Side note: tokio::spawn is an alias of tokio::task::spawn.

  1. tokio::task::spawn_blocking(|| { ... }): For blocking tasks. This moves the task to a separate, dedicated thread pool designed for blocking, CPU-intensive work. This is crucial because a task here can run for a long time, hogging 100% of a CPU core, without stalling the main async runtime. The async runtime can continue juggling its thousands of I/O (or small computation) tasks while the blocking threads crunch numbers.

TLDR;

The general rule of thumb: a function should be async if it primarily waits (e.g., for I/O, network responses, channel messages), and should use tokio::spawn. A function should be run via spawn_blocking if it primarily works (performs heavy computation) and has no .await points. Any pure CPU task taking more than ~100µs is a good candidate.

So in the example pipeline, we designed it like this:


How do workers talk to each other?

We use tokio::sync::mpsc::channel to create asynchronous, multi-producer, single-consumer channels.
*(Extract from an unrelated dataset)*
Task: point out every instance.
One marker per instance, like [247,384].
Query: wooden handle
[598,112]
These are basically conveyor belts between our pipeline stages.

We have a sender (tx) can be cloned and given to many producer tasks.

and a receiver (rx) can only be used by one consumer task at a time. (but this is fine, and I'll explain more later)

When multiple consumers need to pull tasks from a single shared channel receiver (e.g., multiple file readers taking paths from input_paths_rx), the Arc<Mutex<Receiver>> pattern is used.

let maybe_path = {
	let mut guard = rx.lock().await; // Yields if lock is busy (i.e. another worker is using it rn)
	guard.recv().await // Yields if channel is empty (when channel is not empty, it finishes and returns the result)
};
// The `guard` (MutexGuard) is dropped here, releasing the lock so other workers can continue.

A common question is whether holding the lock across an .await can cause problems. For example, if worker1 calls let mut guard = rx.lock().await; guard.recv().await;, it holds the lock while waiting for a message. What happens to worker2?

loop {
	let maybe_job = rx.blocking_lock().blocking_recv(); // Blocks the current thread (the one that is spawned)
	let Some(job) = maybe_job else { break };
	// Process job...
}
// The lock is released when `blocking_lock()` returns its guard,
// or when the guard is dropped at the end of the statement.

How tokio::fs works under the hood (File I/O)

Tokio's asynchronous file system operations, such as tokio::fs::read_to_string, are implemented using tokio::task::spawn_blocking internally.

// This async call sends the actual file reading work to Tokio's dedicated
// blocking thread pool, freeing up the current async worker thread.
match tokio::fs::read_to_string(&path).await { /* ... */ }

Other things I considered

Alternative concurrency implementations/runtimes

While tokio::sync::mpsc channels are used here since I have to use the Tokio runtime (better support in general for other open source libraries), other high-performance channel libraries exist, like crossbeam-channel or flume, and also offer good throughput and latency characteristics and can be used in both synchronous and asynchronous contexts (often requiring tokio::task::spawn_blocking or adapters for async usage). The choice often depends on the specific project's dependencies and whether a fully asynchronous channel is strictly necessary or if a blocking channel integrated with blocking tasks is more appropriate.

Sharing sentence embedding model instances to reduce memory

For the Chunker and Embedder stages, I also considered sharing a single SentenceEmbeddingsModelType::AllMiniLmL12V2 instance across multiple workers, rather than having each worker load its own copy.

However, this is currently not straightforward (or not possible without deep cloning) within the rust-bert library due to underlying tch (LibTorch/PyTorch) tensor types not consistently implementing Rust's Send and Sync traits for safe sharing and mutation across multiple threads. Specifically, tch::Tensor does not implement Sync, which prevents multiple threads from safely holding shared references to a single tensor instance for concurrent inference.

Though, I think it is possible to share the model weights in memory and only allocate for inference. Maybe another day I'll try doing this.